Someone once said that rhetoric can be defined as "non-rational persuasion." Or maybe a simpler way of stating it, rhetoric is "emotional persuasion." In politics rhetoric is used all the time to justify programs, causes and candidates. Most recently rhetoric was used when re-playing a horrific 9-1-1 call in front of the commissioners. The result was the commissioners voted 2-1 to increase the public safety levy from $1.5 million to $1.8 million. Their reasoning was that this group that replayed the 9-1-1 call needed to be funded by government. The thinking is that with proper funding these types of calls would not happen.

But is that true? Will more funding designated for a particular group guarantee horrific 9-1-1 calls are never heard again in Klamath County? That seems to be the rationale for the increase in the levy. But again, is it true? Here is where reason comes in. Up until that particular question, rhetoric was at play. Our emotions were engaged, not our minds. "This 9-1-1 call is awful", we think. "We can't have these kinds of evil things going on in our community. Someone needs to do something! Increase the levy, fund Group A whose mission it is to help stop these sorts of bad things and we'll all be safer." But the reasoned approach dares to ask the tough questions such as will extra funding really stop these sort of acts of evil?

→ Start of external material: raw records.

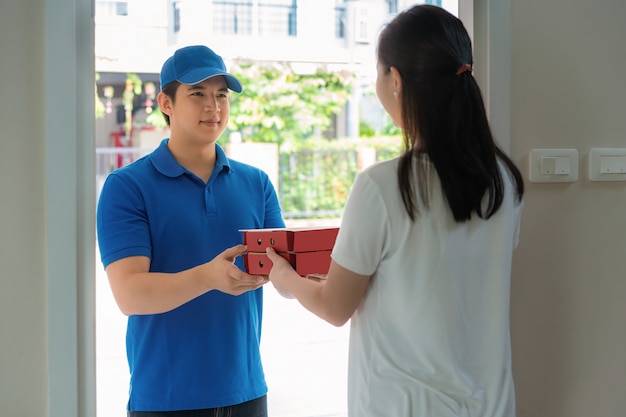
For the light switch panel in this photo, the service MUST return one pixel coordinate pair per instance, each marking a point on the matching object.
(553, 165)
(607, 164)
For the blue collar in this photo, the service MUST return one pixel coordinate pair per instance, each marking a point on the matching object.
(166, 164)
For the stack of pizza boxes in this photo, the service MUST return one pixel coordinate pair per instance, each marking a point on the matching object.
(307, 249)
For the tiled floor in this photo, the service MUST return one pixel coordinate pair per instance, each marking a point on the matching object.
(305, 358)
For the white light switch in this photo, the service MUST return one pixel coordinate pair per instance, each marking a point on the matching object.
(553, 165)
(607, 164)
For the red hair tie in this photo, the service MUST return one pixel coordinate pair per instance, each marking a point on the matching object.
(464, 68)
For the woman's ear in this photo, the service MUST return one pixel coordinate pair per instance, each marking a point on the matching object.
(397, 81)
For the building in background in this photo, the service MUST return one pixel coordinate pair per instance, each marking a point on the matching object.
(136, 36)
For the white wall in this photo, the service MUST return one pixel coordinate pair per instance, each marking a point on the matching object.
(568, 311)
(46, 210)
(569, 282)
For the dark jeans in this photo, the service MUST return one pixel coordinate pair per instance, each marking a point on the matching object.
(254, 408)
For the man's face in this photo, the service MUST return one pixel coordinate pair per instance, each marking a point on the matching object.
(200, 111)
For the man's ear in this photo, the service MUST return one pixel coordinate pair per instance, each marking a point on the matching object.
(165, 103)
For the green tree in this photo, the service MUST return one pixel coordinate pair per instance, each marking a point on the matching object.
(278, 105)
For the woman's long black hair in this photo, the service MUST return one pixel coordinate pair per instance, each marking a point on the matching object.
(443, 114)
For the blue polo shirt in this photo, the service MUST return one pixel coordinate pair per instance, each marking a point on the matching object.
(205, 353)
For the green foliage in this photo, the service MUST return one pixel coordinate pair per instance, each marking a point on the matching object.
(366, 130)
(279, 105)
(317, 175)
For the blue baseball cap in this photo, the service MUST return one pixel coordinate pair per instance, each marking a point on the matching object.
(194, 64)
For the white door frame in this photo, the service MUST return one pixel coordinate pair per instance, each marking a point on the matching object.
(70, 149)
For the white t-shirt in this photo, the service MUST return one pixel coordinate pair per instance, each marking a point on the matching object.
(431, 338)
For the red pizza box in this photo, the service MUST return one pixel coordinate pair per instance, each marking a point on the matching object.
(305, 239)
(305, 263)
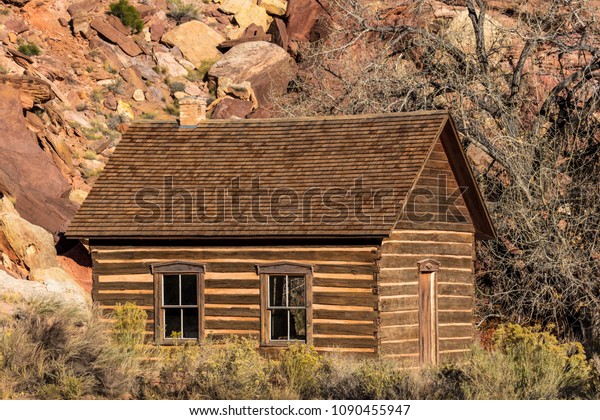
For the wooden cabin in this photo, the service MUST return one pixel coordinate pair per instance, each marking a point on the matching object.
(354, 234)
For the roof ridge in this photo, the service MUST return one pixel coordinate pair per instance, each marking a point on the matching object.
(399, 115)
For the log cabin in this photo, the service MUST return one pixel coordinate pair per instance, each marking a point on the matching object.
(353, 234)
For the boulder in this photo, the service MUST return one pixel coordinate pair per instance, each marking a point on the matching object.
(266, 66)
(108, 31)
(170, 65)
(301, 16)
(138, 95)
(246, 12)
(134, 77)
(124, 110)
(197, 42)
(231, 108)
(278, 32)
(274, 7)
(32, 90)
(28, 173)
(65, 289)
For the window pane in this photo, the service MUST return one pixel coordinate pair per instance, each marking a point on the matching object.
(297, 291)
(171, 289)
(172, 323)
(297, 324)
(276, 288)
(189, 291)
(190, 323)
(279, 324)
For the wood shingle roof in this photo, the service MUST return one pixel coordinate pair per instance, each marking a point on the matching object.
(297, 177)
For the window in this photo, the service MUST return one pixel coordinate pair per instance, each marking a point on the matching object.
(286, 312)
(287, 307)
(179, 305)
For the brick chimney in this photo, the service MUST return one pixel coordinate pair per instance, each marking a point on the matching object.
(192, 110)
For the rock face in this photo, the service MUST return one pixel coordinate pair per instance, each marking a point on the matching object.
(266, 66)
(274, 7)
(232, 108)
(169, 64)
(115, 36)
(197, 42)
(35, 247)
(302, 15)
(27, 173)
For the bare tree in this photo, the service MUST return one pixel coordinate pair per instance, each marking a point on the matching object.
(523, 84)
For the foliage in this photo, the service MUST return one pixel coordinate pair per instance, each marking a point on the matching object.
(51, 350)
(128, 14)
(536, 137)
(176, 87)
(527, 363)
(181, 10)
(29, 49)
(230, 369)
(303, 368)
(130, 326)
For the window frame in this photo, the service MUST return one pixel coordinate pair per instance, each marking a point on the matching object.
(176, 268)
(288, 269)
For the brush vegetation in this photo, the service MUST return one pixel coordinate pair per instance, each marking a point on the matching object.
(52, 351)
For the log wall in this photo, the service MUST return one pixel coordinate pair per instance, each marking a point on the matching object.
(447, 238)
(344, 304)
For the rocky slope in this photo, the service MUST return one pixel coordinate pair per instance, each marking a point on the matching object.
(72, 75)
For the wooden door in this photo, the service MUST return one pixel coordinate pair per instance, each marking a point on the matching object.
(428, 325)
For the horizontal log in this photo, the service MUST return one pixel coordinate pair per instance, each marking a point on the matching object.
(118, 298)
(400, 332)
(233, 299)
(232, 311)
(350, 299)
(231, 284)
(455, 344)
(455, 303)
(429, 235)
(346, 283)
(409, 346)
(410, 261)
(242, 253)
(456, 289)
(221, 324)
(453, 331)
(129, 268)
(404, 303)
(399, 318)
(453, 317)
(399, 289)
(333, 342)
(345, 315)
(446, 275)
(344, 329)
(116, 285)
(123, 277)
(426, 248)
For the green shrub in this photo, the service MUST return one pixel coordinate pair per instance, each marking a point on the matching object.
(128, 14)
(180, 10)
(227, 369)
(29, 49)
(130, 326)
(527, 363)
(51, 350)
(176, 87)
(303, 369)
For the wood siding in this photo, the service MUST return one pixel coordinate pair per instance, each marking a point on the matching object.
(344, 316)
(446, 237)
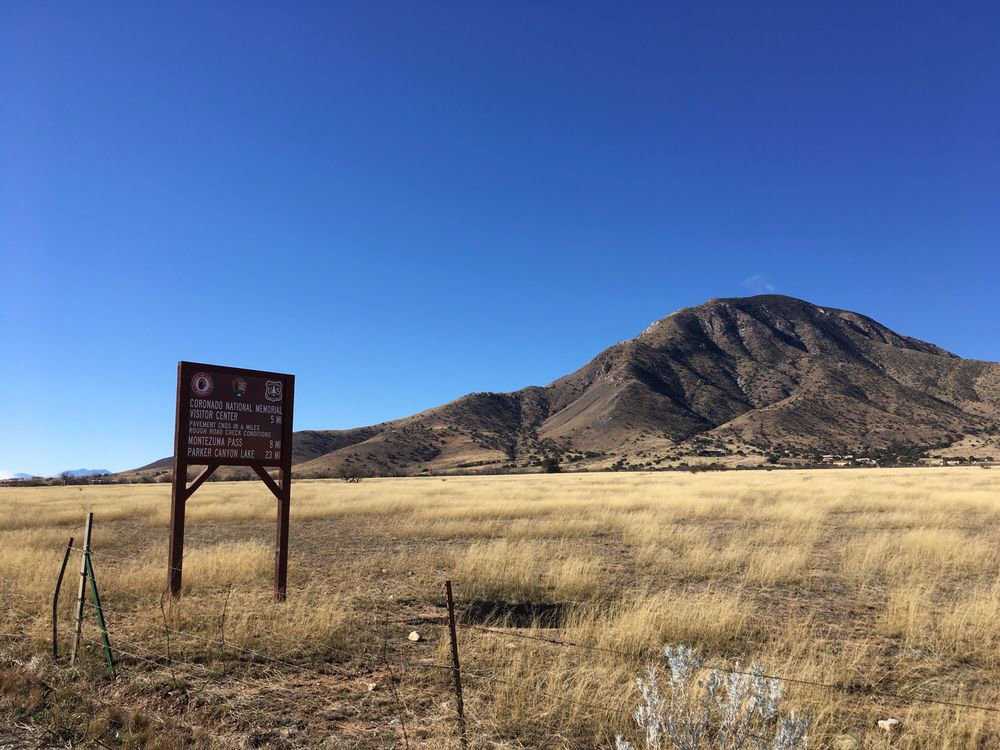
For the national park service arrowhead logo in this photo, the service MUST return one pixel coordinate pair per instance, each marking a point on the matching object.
(202, 384)
(272, 390)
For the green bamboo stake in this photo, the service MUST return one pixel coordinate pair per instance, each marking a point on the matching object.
(108, 657)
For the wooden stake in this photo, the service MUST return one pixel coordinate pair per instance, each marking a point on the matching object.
(456, 669)
(81, 596)
(55, 601)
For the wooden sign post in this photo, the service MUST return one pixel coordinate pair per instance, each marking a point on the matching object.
(231, 417)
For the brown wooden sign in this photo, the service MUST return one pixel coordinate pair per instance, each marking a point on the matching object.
(231, 417)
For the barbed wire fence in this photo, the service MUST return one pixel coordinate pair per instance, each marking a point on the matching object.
(378, 657)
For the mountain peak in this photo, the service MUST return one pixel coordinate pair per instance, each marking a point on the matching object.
(742, 375)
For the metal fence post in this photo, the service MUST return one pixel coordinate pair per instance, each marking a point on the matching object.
(82, 595)
(456, 669)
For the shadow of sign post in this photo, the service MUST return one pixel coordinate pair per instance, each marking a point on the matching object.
(231, 417)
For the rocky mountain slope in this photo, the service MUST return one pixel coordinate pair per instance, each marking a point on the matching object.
(740, 378)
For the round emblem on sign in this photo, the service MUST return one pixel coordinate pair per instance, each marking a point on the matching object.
(202, 384)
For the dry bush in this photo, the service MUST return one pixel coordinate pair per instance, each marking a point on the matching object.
(876, 580)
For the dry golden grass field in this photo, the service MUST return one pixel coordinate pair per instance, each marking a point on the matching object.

When we take the emotion out of the air then we get down to what government can do, what government can afford to do and what government's proper role is. Also we begin to ask the question, when is the citizen responsible? The 9-1-1 call was of a woman screaming because her boyfriend was beating her, again. When is it the responsibility of the woman to leave the boyfriend? When is it her responsibility to seek help and protection from friends, family, neighbors, churches or synagogs before this beating happens again? Or is the woman completely innocent and therefore has no responsibility. Instead she expects that it is all of our responsibility to fund a government program to protect her from a poor choice in boyfriends?